Is it a real word? I don’t think so and if it is it shouldn’t be.
I first came across it as I mentioned earlier (the Rules) in the doctor’s surgery when I was hoping to find a solution to Snooks’ piercing squeal (as yet, nada).
I think it means ‘exposing your child to other people so he learns how to rub along with his fellows ’ or it could mean ‘making your child do what you say so you are not tut-tutted at in the supermarket’.
Whatever it is, a lot of strangers seem anxious that I should do it. It is often the riposte delivered when I say that I have given up work to stay at home with Snooks.
‘Oh he needs to be around other people,’ they say. ‘He needs to interact with other children,’ I am told, firmly.
I didn’t say I planned to bolt the doors each morning after the Engineer departs for work, draw the blinds and hold him to me murmuring ‘Mummy loves you the most’ until tea-time.
Snooks, as it happens, is a wildly sociable baby. From the moment he could focus, more or less, he demonstrated a clear preference for young blonde women whom he would beam at as we trundled our way around the streets and shops of south London.
He was the first of his little gang to smile and has always been ready to play whenever anyone else was up for it. It is true, he prefers adult company to his peers but then this too only shows a rather sound grasp of his ‘society’ as he knows that food, tickling, whizzing around like an aeroplane and snoozing on a warm broad chest all involve adult participation.
His first social occasion was a dinner party, where he was passed from knee to knee and sung ‘The Day I Went to Sea’, earning him a new hat and the nickname Captain S. McGinty.
He attended both his father’s and mother’s birthday dinners turning a resolutely sour French waitress all gooey with his twinkling smile at one and being invited to some kind of Masonic meeting taking place in an adjoining room at the other.
And at six months, on his first trip to the Med with the Engineer and I, he pulled another waitress, this time a brassy blonde Spaniard, who blew him kisses across the room as she served the endless stream of gruesome English tourists.
But as he is getting older and more mobile, and some of his first friends are disappearing to nursery, he and I need to make sure we have a community to be part of, for his entertainment and my sanity.
To this end I find myself peering at church notice boards to establish whether they run a playgroup, as oddly, it seems to have been left to the good will of elderly female Christian parishioners to provide socialisation for mothers and toddlers who have not chosen the nursery/back-to-work route.
And what a service they provide too.

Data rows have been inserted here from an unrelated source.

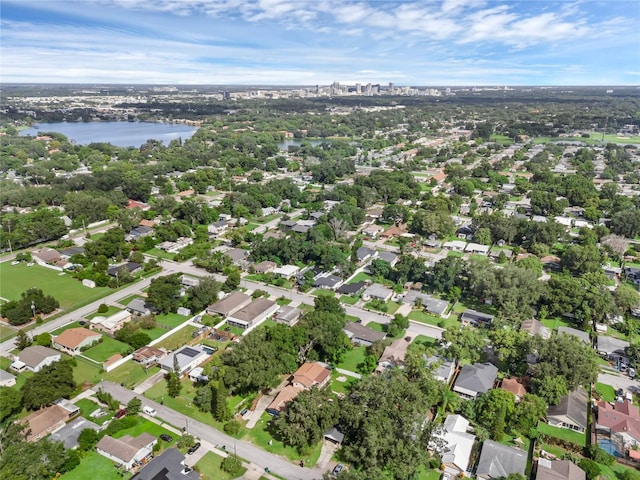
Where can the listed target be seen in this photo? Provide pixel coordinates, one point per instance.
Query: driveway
(278, 465)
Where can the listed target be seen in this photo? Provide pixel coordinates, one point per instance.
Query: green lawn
(86, 372)
(607, 392)
(94, 465)
(563, 434)
(130, 374)
(15, 279)
(106, 349)
(111, 311)
(209, 467)
(260, 436)
(352, 358)
(178, 339)
(349, 300)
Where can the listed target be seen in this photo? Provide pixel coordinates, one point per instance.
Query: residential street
(278, 465)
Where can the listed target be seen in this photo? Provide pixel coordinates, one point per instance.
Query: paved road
(276, 464)
(620, 381)
(75, 315)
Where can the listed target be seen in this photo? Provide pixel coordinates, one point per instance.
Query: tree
(306, 418)
(49, 384)
(164, 293)
(10, 402)
(174, 385)
(22, 340)
(88, 439)
(134, 406)
(528, 411)
(492, 410)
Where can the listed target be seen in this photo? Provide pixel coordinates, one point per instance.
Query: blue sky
(308, 42)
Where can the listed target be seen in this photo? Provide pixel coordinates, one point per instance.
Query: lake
(121, 134)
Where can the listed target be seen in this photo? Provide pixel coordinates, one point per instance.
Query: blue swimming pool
(609, 447)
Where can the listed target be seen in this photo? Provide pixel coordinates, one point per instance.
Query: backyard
(71, 294)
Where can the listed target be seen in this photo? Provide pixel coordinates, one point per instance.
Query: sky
(317, 42)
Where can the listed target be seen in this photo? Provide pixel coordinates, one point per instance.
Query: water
(121, 134)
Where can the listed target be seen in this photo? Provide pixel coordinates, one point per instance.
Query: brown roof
(512, 385)
(147, 352)
(72, 337)
(310, 374)
(283, 397)
(230, 303)
(32, 356)
(254, 309)
(45, 418)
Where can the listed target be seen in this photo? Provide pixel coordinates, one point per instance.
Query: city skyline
(279, 42)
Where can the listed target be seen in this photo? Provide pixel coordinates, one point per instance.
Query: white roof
(286, 270)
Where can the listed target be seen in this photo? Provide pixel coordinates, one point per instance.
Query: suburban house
(393, 355)
(430, 304)
(253, 314)
(558, 470)
(571, 413)
(443, 369)
(73, 340)
(579, 334)
(612, 348)
(377, 292)
(362, 335)
(288, 315)
(148, 356)
(229, 304)
(139, 306)
(35, 358)
(110, 324)
(535, 327)
(513, 386)
(311, 375)
(287, 271)
(49, 419)
(188, 357)
(498, 460)
(475, 379)
(365, 253)
(130, 452)
(307, 376)
(7, 379)
(167, 466)
(264, 267)
(621, 419)
(70, 433)
(457, 445)
(475, 318)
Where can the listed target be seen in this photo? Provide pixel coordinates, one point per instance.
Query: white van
(149, 411)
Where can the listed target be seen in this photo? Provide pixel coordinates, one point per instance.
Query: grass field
(563, 434)
(260, 436)
(352, 358)
(15, 279)
(209, 467)
(94, 465)
(178, 339)
(106, 349)
(130, 373)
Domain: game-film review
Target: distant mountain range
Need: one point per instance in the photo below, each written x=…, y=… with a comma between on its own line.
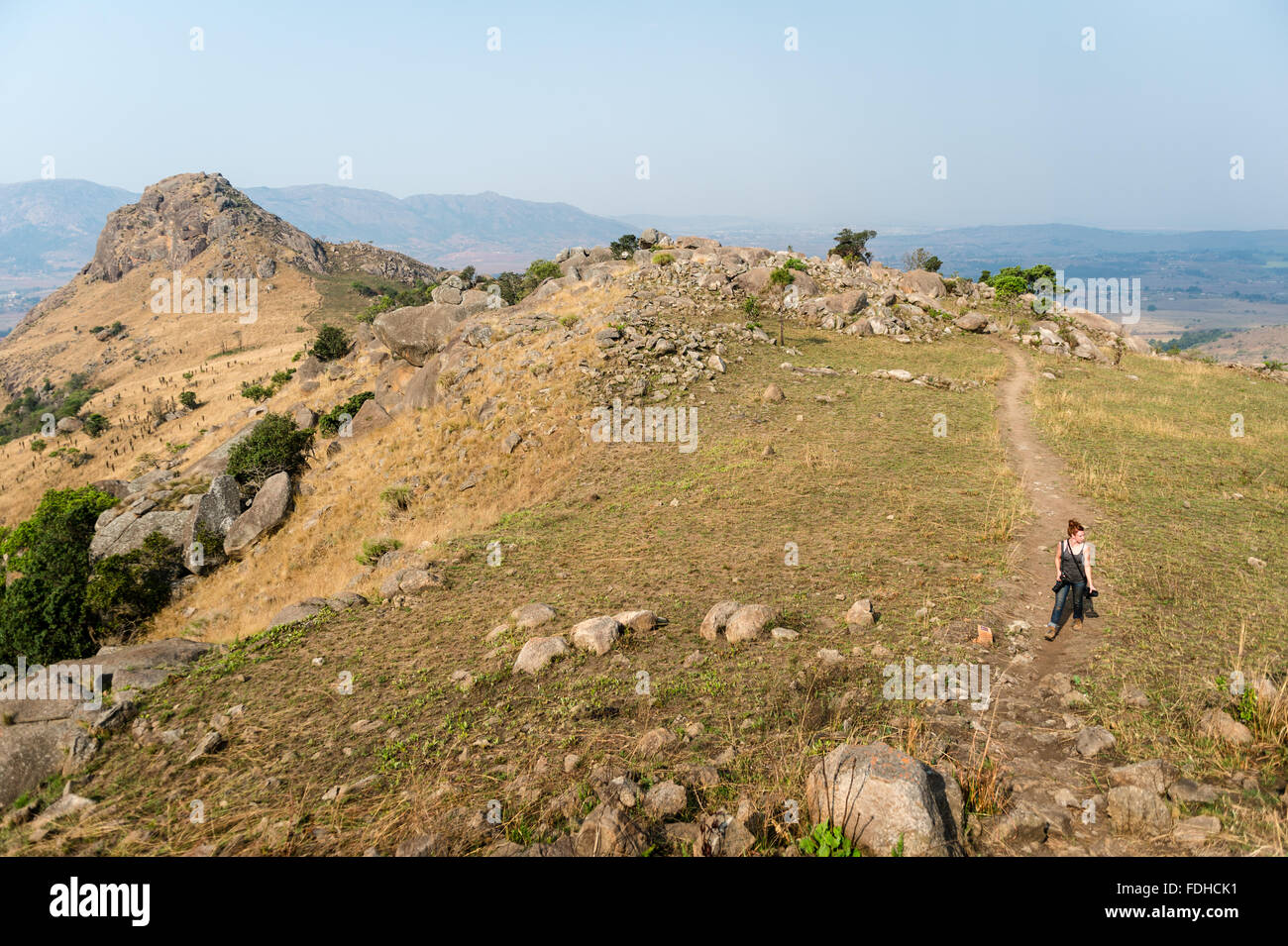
x=485, y=231
x=50, y=228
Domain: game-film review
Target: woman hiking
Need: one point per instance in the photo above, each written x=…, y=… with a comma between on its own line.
x=1073, y=577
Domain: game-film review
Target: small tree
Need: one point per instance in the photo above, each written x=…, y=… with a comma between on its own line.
x=331, y=344
x=43, y=610
x=273, y=446
x=921, y=259
x=127, y=589
x=625, y=246
x=853, y=246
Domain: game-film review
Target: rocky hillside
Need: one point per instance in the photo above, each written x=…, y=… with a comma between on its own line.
x=623, y=568
x=111, y=331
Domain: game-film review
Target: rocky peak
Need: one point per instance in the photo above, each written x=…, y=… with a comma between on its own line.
x=180, y=216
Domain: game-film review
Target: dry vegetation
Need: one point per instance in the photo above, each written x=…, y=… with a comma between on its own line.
x=876, y=504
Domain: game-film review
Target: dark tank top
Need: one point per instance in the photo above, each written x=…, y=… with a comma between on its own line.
x=1069, y=563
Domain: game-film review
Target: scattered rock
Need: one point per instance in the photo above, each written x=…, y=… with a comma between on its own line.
x=879, y=796
x=595, y=635
x=665, y=799
x=861, y=614
x=1153, y=775
x=1137, y=811
x=656, y=742
x=1224, y=727
x=528, y=617
x=1196, y=830
x=1093, y=740
x=608, y=832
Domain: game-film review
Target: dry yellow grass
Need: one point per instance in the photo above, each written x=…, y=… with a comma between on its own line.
x=443, y=442
x=179, y=343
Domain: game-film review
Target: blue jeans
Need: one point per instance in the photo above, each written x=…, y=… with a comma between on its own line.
x=1077, y=589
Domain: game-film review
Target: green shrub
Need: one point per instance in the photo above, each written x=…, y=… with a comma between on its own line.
x=275, y=444
x=124, y=591
x=853, y=246
x=331, y=343
x=25, y=413
x=329, y=424
x=827, y=841
x=625, y=246
x=258, y=391
x=43, y=611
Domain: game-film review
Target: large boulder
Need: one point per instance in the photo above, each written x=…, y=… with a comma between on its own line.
x=919, y=282
x=417, y=332
x=217, y=461
x=595, y=635
x=880, y=796
x=30, y=753
x=370, y=417
x=35, y=743
x=716, y=618
x=128, y=532
x=266, y=514
x=750, y=623
x=845, y=302
x=423, y=389
x=217, y=511
x=608, y=832
x=1133, y=809
x=971, y=322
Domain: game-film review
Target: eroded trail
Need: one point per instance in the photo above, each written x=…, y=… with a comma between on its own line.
x=1035, y=717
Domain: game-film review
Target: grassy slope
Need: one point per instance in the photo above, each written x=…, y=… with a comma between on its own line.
x=1188, y=609
x=877, y=506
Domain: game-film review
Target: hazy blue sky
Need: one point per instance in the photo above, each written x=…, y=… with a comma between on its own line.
x=1136, y=134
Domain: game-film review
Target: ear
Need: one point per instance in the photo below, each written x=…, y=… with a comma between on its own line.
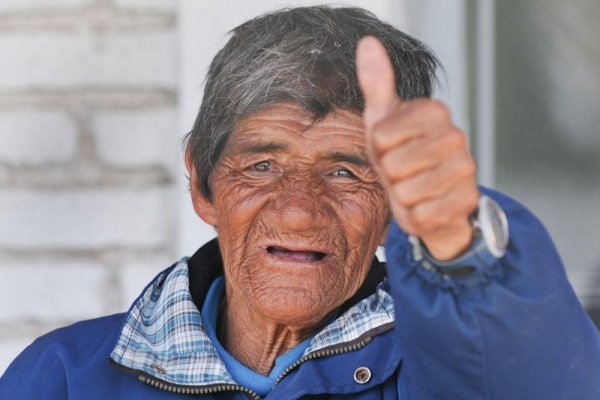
x=203, y=206
x=384, y=233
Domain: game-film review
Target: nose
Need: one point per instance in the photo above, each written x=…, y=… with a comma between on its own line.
x=300, y=205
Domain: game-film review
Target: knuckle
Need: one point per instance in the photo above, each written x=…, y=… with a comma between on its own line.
x=422, y=219
x=466, y=167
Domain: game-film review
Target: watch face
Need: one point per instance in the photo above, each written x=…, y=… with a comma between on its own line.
x=494, y=226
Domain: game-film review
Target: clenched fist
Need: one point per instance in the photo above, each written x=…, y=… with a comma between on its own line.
x=422, y=159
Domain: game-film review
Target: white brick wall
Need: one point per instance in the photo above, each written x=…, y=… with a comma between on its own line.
x=138, y=138
x=18, y=5
x=88, y=144
x=65, y=59
x=83, y=218
x=57, y=291
x=36, y=137
x=165, y=5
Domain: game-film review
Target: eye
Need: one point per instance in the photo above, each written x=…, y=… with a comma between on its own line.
x=262, y=166
x=344, y=173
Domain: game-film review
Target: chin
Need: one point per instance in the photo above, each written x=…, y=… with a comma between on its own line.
x=294, y=306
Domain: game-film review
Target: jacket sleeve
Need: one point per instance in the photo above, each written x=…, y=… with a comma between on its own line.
x=37, y=373
x=512, y=330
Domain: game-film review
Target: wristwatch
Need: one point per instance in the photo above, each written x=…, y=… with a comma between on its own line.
x=491, y=223
x=489, y=243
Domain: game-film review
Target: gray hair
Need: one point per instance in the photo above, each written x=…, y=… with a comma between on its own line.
x=303, y=55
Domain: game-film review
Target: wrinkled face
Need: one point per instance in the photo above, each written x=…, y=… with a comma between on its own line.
x=299, y=212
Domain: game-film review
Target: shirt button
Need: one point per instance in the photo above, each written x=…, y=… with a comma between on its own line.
x=362, y=375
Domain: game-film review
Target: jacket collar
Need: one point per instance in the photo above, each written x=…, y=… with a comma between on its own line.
x=163, y=335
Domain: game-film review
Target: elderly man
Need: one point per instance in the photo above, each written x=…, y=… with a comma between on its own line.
x=305, y=160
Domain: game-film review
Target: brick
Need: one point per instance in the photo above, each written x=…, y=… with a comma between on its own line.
x=41, y=292
x=89, y=218
x=158, y=5
x=36, y=137
x=138, y=138
x=64, y=60
x=133, y=276
x=18, y=5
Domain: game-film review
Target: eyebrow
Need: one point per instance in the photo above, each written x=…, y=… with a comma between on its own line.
x=258, y=148
x=350, y=158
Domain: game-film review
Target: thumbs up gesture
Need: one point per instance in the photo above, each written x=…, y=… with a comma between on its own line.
x=422, y=159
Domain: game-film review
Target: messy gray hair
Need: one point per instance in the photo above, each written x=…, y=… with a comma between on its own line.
x=303, y=55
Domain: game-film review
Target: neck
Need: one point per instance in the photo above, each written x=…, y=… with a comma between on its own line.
x=254, y=340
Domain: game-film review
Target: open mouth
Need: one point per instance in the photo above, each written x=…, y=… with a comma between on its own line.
x=296, y=255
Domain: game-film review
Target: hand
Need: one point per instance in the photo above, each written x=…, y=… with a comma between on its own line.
x=422, y=159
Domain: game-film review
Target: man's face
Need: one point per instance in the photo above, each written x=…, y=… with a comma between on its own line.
x=299, y=212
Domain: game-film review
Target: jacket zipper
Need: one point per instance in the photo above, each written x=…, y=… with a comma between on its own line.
x=329, y=351
x=196, y=389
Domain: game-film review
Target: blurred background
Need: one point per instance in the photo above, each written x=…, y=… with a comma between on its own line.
x=96, y=95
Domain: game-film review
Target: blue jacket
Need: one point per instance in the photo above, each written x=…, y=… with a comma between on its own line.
x=512, y=330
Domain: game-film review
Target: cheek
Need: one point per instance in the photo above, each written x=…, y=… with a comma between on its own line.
x=364, y=214
x=238, y=206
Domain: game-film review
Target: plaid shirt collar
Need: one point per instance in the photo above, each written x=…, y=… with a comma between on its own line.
x=163, y=335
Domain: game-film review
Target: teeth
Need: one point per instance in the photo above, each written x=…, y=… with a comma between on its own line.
x=296, y=255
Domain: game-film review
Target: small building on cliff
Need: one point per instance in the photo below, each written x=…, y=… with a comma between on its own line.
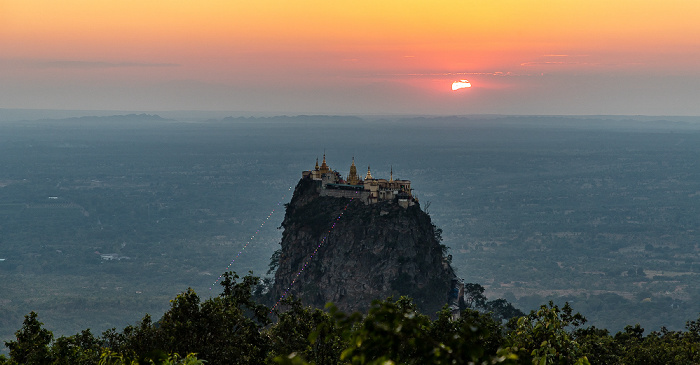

For around £1 a go, I get all the tea I can drink and a rather bossy mother figure, and he gets the run of the church hall.
Snooks loves it, and despite the gap in age (he is usually the youngest there) and height (he is small but perfectly formed) he takes off like a tiny bull in full charge, head down, fearless, into the crowd. I watch anxiously from the sidelines, nursing my tea, as he wrestles the most interesting looking toy out of the hands of a boy twice his size and then wince at the inevitable, but well-disguised shove he gets as a result.
I have asked other mums when they think it right to intervene and restore order – this boy was playing with that toy first and will you please take your foot off my son’s fingers - and had varying responses. Some get in there immediately establishing the ‘who had it first’ code, instilling some sense of external monitoring. Others believe in a more laissez faire approach so their children will learn about hard knocks – how to give and receive them – without their intervention.
I find it almost impossible to stand by and see Snooks puzzling over the injustice when something he thought was his to play with, that no one else seemed to want and he has dragged across the room to show me, is snatched from him moments before he reaches his destination, and then tossed aside by the assailant. He looks at me in confusion.
So is the news that Life Isn’t Fair part of his socialisation? Or do I bring in the big guns at this point and tell him “Life isn’t fair and in fact it may suck sometimes but your reward will be in heaven if you don’t snatch the toys back off the other children.”